Let’s understand the plot and the code in a short summary.

The default value of regularization parameter in Lasso regression (given by α) is 1.

With this, out of 8 features in cancer data-set, only 1 feature is used (non zero value of the coefficient).

Both training and test score (with only 1 feature) are low; conclude that the model is under-fitting the diabetes data-set.

Reduce this under-fitting by reducing alpha and increasing number of iterations. Now α = 0.01, non-zero features =8, training and test score increases.

Comparison of coefficient magnitude for two different values of alpha are shown in the left panel of figure 2. For alpha =1, we can see most of the coefficients are zero or nearly zero, which is not the case for alpha=0.01.

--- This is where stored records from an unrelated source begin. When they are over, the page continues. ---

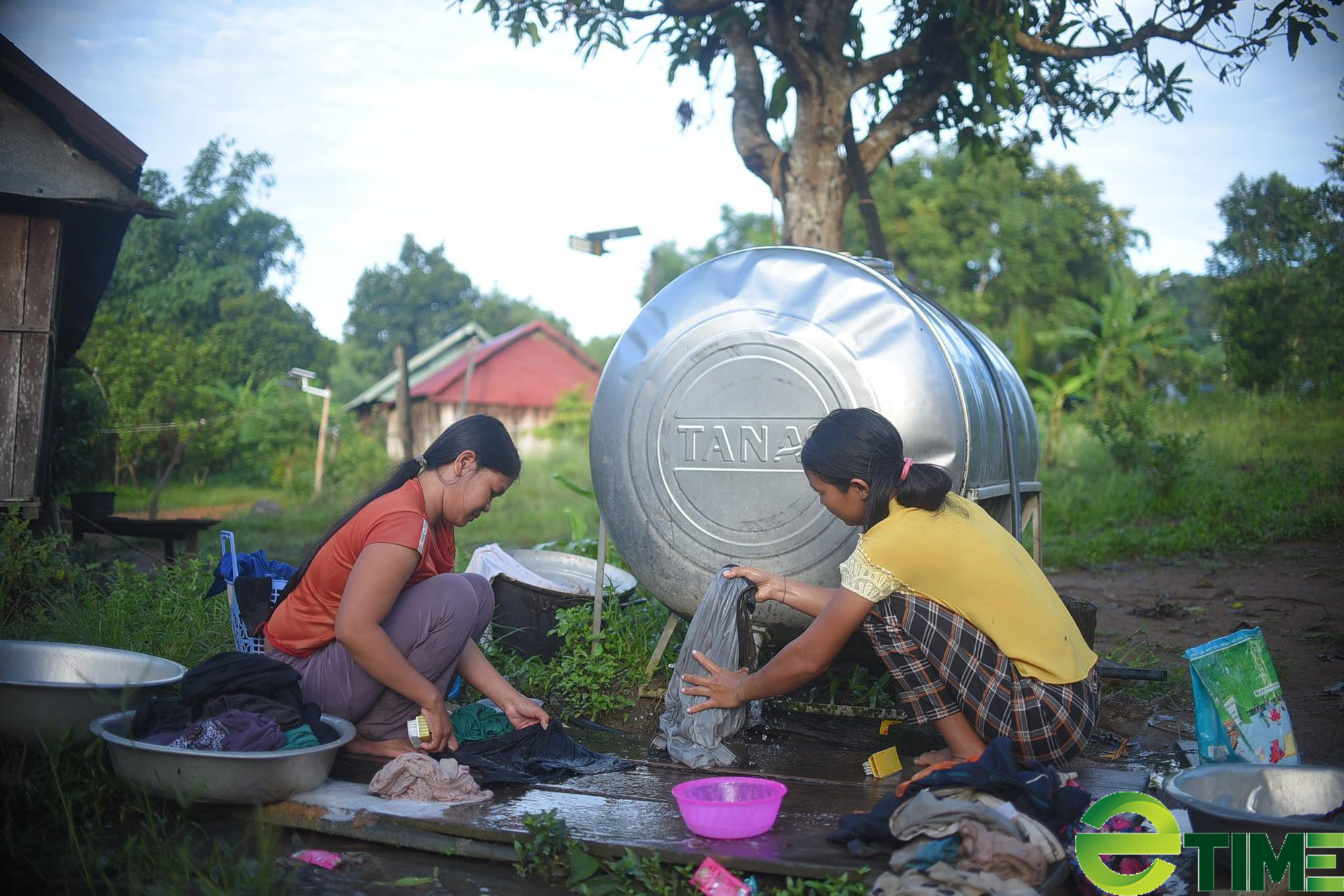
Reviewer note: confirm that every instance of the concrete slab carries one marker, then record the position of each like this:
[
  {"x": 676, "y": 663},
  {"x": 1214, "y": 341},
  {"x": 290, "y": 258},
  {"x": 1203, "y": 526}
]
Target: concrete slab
[{"x": 818, "y": 758}]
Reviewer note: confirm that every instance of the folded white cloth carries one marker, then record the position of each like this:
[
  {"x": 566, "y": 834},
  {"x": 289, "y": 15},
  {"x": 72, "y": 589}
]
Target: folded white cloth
[
  {"x": 415, "y": 776},
  {"x": 491, "y": 561}
]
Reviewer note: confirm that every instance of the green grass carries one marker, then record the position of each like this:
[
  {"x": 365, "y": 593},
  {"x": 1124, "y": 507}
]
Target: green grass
[
  {"x": 69, "y": 824},
  {"x": 536, "y": 510},
  {"x": 1269, "y": 469}
]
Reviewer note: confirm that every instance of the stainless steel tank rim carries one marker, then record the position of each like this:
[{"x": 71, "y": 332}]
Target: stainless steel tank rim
[
  {"x": 674, "y": 421},
  {"x": 947, "y": 358}
]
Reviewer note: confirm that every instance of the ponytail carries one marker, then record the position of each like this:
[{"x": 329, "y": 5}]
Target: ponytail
[
  {"x": 480, "y": 433},
  {"x": 859, "y": 444}
]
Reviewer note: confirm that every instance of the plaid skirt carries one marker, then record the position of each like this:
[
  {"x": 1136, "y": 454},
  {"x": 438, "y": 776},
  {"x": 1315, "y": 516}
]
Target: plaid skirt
[{"x": 943, "y": 664}]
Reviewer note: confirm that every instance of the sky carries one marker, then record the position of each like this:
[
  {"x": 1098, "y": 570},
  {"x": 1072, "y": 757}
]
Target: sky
[{"x": 401, "y": 118}]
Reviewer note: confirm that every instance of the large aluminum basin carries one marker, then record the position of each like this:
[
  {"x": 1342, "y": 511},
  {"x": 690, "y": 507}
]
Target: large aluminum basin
[
  {"x": 224, "y": 777},
  {"x": 50, "y": 692}
]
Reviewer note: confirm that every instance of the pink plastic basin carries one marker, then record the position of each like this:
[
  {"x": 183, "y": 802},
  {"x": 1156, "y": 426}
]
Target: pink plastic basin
[{"x": 729, "y": 808}]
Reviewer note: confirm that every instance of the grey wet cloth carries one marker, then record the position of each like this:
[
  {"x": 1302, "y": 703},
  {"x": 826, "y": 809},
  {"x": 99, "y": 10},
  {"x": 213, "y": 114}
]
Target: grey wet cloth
[
  {"x": 929, "y": 816},
  {"x": 721, "y": 631},
  {"x": 233, "y": 731},
  {"x": 286, "y": 717}
]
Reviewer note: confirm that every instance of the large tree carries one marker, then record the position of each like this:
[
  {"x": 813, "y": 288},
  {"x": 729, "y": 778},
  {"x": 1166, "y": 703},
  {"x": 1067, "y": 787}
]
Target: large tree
[
  {"x": 1280, "y": 279},
  {"x": 976, "y": 69},
  {"x": 994, "y": 236},
  {"x": 197, "y": 302}
]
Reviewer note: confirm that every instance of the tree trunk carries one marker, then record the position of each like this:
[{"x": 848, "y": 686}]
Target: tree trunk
[
  {"x": 159, "y": 487},
  {"x": 815, "y": 191},
  {"x": 404, "y": 401}
]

Further reduce α =0.0001, non-zero features = 8. Training and test scores are always fairly low compared to basic logistic regression.


**CONCLUSION**

We explored the dataset and we arrived to the conclusion that the features prensent low correlation between each other. Just Glucose levels, BMI and Age present a medium-low level of correlation with result (diabetes condition vs not).
After a long process of Handling outliers and dropping null values we splitted the dataset and we have choosen the Logistic regression model to analyze the entire dataset to make prediction. We got a pretty good accuracy rate of 77% using Hyperparameter optimization and model tuning.
Altough, using the polynomial effect we reached an accuracy rate of 71%, so it decreased. Moreover, using Lasso and Ridge regularization, the accuracy dropped at low rates between 22% and 32% for the training set, and between 24% and 28% for test set. This effect is probably due to underfitting. Underfitting occurs when our model fails to capture the underlying trend in our data. Models which underfit our data like in this case have a low Variance and a high Bias and tend to have less features. 
Possible ways to increase the accuracy rate avoiding underfitting are changing algorithm models like as SVM that work better with dataset with limited number of features.